John Zakrzewski

Personal information
- Nationality: France
- Born: 16 September 1982 (age 43) Senlis, Oise, France
- Height: 1.86 m (6 ft 1 in)
- Weight: 80 kg (176 lb)

Sport
- Sport: Modern pentathlon
- Club: Noyon Pentathlon Moderne
- Coached by: Jean-Pierre Guyomarch

= John Zakrzewski =

French modern pentathlete

John Zakrzewski (born 16 September 1982 in Senlis, Oise) is a French modern pentathlete. He is currently ranked no. 179 in the world by the Union Internationale de Pentathlon Moderne (UIPM).

Zakrzewski qualified for the 2008 Summer Olympics in Beijing, where he competed in the men's modern pentathlon, along with his teammate Jean Maxence Berrou. During the competition, Zakrzewski struggled in the early segments, with slightly fair scores in pistol shooting and a one-touch épée fencing, but he was managed to improve his performance by finishing twelfth in freestyle swimming.
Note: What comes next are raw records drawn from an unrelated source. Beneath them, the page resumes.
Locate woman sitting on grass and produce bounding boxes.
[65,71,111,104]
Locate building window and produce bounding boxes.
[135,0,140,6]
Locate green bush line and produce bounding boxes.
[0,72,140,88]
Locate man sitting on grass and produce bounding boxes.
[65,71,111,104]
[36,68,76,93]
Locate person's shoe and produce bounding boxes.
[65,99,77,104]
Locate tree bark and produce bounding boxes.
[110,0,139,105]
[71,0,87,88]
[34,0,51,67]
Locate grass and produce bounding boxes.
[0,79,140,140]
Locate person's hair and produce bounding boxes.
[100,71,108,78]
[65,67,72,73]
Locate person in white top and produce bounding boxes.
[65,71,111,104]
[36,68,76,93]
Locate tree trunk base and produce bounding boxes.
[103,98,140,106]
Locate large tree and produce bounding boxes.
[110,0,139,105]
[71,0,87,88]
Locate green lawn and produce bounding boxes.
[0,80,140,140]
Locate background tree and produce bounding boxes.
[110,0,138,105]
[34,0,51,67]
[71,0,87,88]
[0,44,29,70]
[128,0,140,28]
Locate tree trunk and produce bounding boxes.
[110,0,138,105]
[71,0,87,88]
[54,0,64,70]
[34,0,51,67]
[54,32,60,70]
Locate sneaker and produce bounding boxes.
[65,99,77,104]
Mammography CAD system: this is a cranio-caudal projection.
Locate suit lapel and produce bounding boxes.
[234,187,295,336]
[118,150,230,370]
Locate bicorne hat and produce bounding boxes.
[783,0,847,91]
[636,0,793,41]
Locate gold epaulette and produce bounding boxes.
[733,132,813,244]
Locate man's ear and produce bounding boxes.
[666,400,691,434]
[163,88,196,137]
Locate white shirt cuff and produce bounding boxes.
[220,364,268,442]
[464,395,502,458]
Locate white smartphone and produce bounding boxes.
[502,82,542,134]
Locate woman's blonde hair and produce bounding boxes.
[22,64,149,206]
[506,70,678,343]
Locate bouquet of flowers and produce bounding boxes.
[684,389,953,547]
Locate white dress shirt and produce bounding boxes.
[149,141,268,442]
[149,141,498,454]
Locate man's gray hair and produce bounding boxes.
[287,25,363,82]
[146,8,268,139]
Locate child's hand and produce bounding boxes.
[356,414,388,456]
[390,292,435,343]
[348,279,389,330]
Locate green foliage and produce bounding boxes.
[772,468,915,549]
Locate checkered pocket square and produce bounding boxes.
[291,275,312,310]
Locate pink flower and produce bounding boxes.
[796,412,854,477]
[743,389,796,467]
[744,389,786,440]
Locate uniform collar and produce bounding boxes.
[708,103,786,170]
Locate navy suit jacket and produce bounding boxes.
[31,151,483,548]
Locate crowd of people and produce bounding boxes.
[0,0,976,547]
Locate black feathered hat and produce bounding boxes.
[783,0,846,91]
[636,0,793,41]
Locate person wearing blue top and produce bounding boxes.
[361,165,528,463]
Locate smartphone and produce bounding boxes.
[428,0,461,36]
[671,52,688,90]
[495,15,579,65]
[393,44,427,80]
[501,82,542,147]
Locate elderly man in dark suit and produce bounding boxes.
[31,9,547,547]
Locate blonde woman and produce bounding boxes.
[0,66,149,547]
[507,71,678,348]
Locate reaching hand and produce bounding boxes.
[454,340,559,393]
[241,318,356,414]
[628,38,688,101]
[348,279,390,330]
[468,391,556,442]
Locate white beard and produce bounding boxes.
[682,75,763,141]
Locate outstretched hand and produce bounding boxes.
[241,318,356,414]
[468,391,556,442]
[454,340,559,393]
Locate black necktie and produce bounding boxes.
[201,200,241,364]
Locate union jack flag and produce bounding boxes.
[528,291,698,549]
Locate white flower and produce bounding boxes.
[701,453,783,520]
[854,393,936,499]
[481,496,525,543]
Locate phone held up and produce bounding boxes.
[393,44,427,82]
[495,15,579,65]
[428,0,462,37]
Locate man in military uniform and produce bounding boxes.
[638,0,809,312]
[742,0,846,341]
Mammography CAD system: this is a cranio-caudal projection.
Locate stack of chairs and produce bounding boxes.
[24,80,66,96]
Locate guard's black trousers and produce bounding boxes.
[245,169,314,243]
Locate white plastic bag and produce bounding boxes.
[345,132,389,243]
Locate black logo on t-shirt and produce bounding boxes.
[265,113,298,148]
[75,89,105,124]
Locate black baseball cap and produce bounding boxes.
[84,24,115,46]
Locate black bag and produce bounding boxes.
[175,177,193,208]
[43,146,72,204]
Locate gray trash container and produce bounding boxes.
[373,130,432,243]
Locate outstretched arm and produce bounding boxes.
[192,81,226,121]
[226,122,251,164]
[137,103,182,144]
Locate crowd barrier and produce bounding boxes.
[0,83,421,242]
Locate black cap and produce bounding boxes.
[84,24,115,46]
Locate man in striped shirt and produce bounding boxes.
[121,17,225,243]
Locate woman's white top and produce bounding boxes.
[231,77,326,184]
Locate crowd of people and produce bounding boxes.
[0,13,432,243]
Zakrzewski also became one of the major highlights in this event, when he flipped off his horse Diandian on one jump, dragged along with his foot still in the stirrups, and stamped on by his mount, leaving him with bloodied face. Following his disastrous and sudden fall in riding, Zakrzewski placed thirty-fourth out of thirty-six competitors in the men's event, with a score of 4,264 points.